Their piggery is built to Korean Natural Farming and DOH standards, with a cement floor and a vented roof, which allows the heat from the microbial activity to be carried up and out. The sides of the building are open, to help with air flow, and the overhang on the roof is large enough to keep the rain out. Keeping the pigs’ bedding dry is key to maintaining a happy microbial, aerobic environment. Their water comes from nipples placed in each pen.
The pigs bedding is 4’ deep and placed on top of the cement in layers. The bottom layer is bio-char, the next is logs, at least 2” diameter. These logs can be as large as you like, and can be touching. Next green waste is added to fill it up. The green waste is sprinkled with IMO #4, one pound for every 50 square feet. Lactic acid bacteria (LAB) diluted at a 1:1000 ratio, is sprayed several times over the first few weeks. A slight yeasty smell indicates the microbes have been activated and the pen is ready for use. Fermented plant juice, another common KNF input is sometimes added to the LAB. The microbial activity kicks in within a few weeks and then the pigs are introduced. The lactic acid is beneficial for the pigs and reduces any smell by neutralizing and digesting the pigs excrement. The pigs love the deep litter for digging in and are contented and non-stressed. Their litter never needs to be cleaned out, but rather needs to be added to every few months as it is tramped down and chewed up. Lactic acid is sprayed every few weeks or as needed. Heavy logs can be placed on top of the litter for the pigs rooting pleasure and to facilitate microbial activity.
If you would like to learn more about Korean Natural Farming animal husbandry, which works with pigs, chickens, and cows, Hawaii Farmers Union United – East Hawaii Chapter is sponsoring a 3 day symposium, Oct. 1, 2 and 3, 2015. For more information about this and to learn how to sign up go to their Hawaii Farmer Union United – East Hawaii Chapter’s Facebook page. This event will feature farm tours, hands-on, learning classes, as well as presentations by experienced farmers and experts. Neena and Atto will be there and another farmer who has been permitted for a 20,000 head KNF chicken farm on Oahu.
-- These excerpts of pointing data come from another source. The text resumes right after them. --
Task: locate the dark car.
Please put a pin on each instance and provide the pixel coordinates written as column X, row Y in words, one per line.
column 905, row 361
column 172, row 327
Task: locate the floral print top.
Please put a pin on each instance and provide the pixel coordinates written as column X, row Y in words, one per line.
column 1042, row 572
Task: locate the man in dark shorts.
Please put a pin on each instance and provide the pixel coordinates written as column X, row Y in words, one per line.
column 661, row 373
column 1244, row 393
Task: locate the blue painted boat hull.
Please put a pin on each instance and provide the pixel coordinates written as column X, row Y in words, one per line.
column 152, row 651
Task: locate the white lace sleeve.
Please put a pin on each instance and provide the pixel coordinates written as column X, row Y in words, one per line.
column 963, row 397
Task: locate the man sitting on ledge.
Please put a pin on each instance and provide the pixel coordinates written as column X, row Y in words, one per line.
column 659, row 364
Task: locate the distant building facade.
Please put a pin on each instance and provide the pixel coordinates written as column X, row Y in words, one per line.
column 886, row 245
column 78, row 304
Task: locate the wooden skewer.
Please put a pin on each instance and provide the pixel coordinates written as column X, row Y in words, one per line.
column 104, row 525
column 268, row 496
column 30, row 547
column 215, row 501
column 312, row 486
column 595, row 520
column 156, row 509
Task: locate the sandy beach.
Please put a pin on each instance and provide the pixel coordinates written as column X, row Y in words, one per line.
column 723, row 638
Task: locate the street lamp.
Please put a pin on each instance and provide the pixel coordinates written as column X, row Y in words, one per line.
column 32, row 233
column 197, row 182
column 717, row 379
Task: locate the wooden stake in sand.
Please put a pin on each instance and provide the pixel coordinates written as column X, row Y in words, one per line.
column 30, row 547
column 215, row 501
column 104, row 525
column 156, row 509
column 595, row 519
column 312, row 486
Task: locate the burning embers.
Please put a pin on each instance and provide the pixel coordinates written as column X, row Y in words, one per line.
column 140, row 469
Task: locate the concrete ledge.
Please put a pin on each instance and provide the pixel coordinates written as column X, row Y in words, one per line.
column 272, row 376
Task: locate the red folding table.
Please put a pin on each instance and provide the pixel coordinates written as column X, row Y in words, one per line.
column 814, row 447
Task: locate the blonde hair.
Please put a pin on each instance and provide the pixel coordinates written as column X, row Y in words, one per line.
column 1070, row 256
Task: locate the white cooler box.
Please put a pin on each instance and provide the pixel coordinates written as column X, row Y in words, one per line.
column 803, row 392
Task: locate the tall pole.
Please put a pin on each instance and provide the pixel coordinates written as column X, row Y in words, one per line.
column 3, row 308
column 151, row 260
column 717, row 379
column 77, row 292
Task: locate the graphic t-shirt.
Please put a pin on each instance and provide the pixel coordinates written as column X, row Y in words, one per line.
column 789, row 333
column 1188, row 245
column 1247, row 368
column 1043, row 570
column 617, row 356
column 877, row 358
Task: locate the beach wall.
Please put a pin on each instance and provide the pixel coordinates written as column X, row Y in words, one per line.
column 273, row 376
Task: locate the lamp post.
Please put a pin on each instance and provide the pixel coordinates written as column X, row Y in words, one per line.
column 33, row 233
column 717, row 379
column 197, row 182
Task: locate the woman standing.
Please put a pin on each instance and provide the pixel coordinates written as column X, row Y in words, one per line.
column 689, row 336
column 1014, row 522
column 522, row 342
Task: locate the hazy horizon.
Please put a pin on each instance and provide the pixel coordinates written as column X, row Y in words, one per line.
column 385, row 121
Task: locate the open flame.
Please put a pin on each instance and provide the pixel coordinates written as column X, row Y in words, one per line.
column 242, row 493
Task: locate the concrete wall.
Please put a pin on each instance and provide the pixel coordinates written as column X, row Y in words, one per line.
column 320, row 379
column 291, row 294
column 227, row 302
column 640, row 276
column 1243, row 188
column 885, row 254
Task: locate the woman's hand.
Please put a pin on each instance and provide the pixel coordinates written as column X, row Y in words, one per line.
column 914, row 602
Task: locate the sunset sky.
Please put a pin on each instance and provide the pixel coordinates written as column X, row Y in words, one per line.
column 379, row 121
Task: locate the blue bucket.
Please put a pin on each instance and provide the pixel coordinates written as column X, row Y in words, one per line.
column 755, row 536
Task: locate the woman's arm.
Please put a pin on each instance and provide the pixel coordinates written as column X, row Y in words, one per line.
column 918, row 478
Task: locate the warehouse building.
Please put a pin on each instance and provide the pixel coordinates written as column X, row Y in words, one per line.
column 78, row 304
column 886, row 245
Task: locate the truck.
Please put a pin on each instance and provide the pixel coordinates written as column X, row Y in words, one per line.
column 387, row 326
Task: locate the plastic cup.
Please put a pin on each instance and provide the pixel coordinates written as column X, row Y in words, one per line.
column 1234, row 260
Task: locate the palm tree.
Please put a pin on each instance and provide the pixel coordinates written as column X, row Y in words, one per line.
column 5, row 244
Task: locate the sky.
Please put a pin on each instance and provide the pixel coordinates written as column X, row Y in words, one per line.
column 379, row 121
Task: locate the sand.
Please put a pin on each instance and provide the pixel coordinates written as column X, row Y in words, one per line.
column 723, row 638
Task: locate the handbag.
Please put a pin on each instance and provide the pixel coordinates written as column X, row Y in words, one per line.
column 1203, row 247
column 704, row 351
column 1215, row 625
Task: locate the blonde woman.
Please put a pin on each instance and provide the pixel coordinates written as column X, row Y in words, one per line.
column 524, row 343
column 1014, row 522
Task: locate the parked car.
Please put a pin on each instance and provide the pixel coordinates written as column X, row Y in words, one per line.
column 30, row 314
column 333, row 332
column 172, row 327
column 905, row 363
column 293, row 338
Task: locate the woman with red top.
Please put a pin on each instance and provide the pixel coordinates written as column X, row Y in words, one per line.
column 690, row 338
*Lactic Acid Bacteria Recipe
To make lactic acid bacteria, first wash a cup of rice and save the water. Fill a jar with 20 cm of rice wash water, cover with a paper to keep insects out, and set in a dark spot for a week, preferably in an opaque container. It will start to give off a sour smell when done. Next, pour off the rice water and add to milk, ideally raw milk, at a ratio of 10 parts milk, one part rice water. The lactic acid bacteria will grow vigorously in the milk. In 5-7 days the milk will have separated into the milk solids and whey. Starch, protein and fat will float on the top of the liquid, which remains at the bottom. Remove the floating ‘curds’ and save the liquid: this is the lactic acid bacteria. It can be stored in the refrigerator or mixed with equal parts brown sugar and then stored at room temperature.